# Tree Rats VS Lead Beans



## AppalachianFlipShooter (May 9, 2020)

*WARNING GRAPHIC CONTENT*

Squirrel season has officially arrived, and with it the possibility of Squirrel N' Dumplings. This evening I proceeded to adjust on the squirrel population at my house. When I got to the spot, there was a squirrel sitting on a log. Squirrel hunting is fun, but also difficult. Squirrels are tough! I've killed them with steel, but only with head shots and at very close distances, 10 yards and in. Today I fixed up a hunting setup for 8x11mm lead beans. .8 sheshou bands with a 20-12 taper really sends the beans flying. Some people are skeptical of beans because of their shape, but they're some of the best hunting ammunition for a slingshot there is. To quote a friend of mine, they swerve but they work! They're absolutely devastating to game. I hit this squirrel right below the head, in the next and you can see the damage clearly from the pictures. Anyway, back to the squirrel on the log. I had my flip out and loaded already, and walked till I was within 15ish yards. I took aim, smacked Mrs. Bushy Tail in the neck and she decided to stay for supper! 

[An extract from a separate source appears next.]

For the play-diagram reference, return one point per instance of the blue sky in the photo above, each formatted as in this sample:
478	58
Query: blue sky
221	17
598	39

Sent from my IN2025 using Tapatalk
















Sent from my IN2025 using Tapatalk


----------



## Hoss (Jun 3, 2014)

WOW! Squirrel and gravy for supper! 

Sent from my MAX_10 using Tapatalk


----------



## AppalachianFlipShooter (May 9, 2020)

Hoss said:


> WOW! Squirrel and gravy for supper!
> 
> Sent from my MAX_10 using Tapatalk


Got it and a young groundhog I popped this morning in the crock pot now. Supper tonight is gonna be some kinda good! 

Sent from my IN2025 using Tapatalk


----------



## Ibojoe (Mar 13, 2016)

Nice shot. I’ve never had any problems with lead doing it’s job. Good eats!


----------



## hoggy (Apr 17, 2017)

bbqed squirrel. unskinned they remind of the creature in the 1982 movie the thing.


----------



## Henry the Hermit (Jun 2, 2010)

hoggy said:


> bbqed squirrel. unskinned they remind of the creature in the 1982 movie the thing.


Hmmm.... I saw the early 50s version, didn't know they did a remake. It was pretty scary at ~10 years of age.


----------



## hoggy (Apr 17, 2017)

Henry the Hermit said:


> Hmmm.... I saw the early 50s version, didn't know they did a remake. It was pretty scary at ~10 years of age.


never saw the 50s version, but the 80s one was scifi scary


----------



## msturm (Sep 18, 2019)

This is great! I appreciate you taking the time to write out a story. Great shooting and enjoy your dinner!


----------



## wolfboi823 (May 11, 2021)

Golly I miss living in West Virginia, that early squirrel season is just special. I wish North Carolina would hop on that band wagon. 

Sent from my SM-N986U using Tapatalk


----------



## AppalachianFlipShooter (May 9, 2020)

wolfboi823 said:


> Golly I miss living in West Virginia, that early squirrel season is just special. I wish North Carolina would hop on that band wagon.
> 
> Sent from my SM-N986U using Tapatalk


I'm next to Murphy, NC in GA just over the state line. Our squirrel season started August 15th, but I wait till September because they can still have wolves in em until a good frost comes 

Sent from my IN2025 using Tapatalk


----------



## skarrd (Jul 20, 2011)

mmmmm squirrell chili


----------



## wolfboi823 (May 11, 2021)

AppalachianFlipShooter said:


> I'm next to Murphy, NC in GA just over the state line. Our squirrel season started August 15th, but I wait till September because they can still have wolves in em until a good frost comes
> 
> Sent from my IN2025 using Tapatalk


Looks like in the future I need a GA license!

Sent from my SM-N986U using Tapatalk


----------



## KX4SAM (Oct 8, 2020)

Nice, my home here in Summerville, tree rats are protected. Can not harvest ever. 


Sent from my iPad using Tapatalk


----------



## MakoPat (Mar 12, 2018)

hoggy said:


> bbqed squirrel. unskinned they remind of the creature in the 1982 movie the thing.


They really do look like the Thing.

I wonder if the Thing tastes like squirrel...?

Good flippin,
@AppalachianFlipShooter.

Groundhog is good eats for sure. It has been so long since I et one.


----------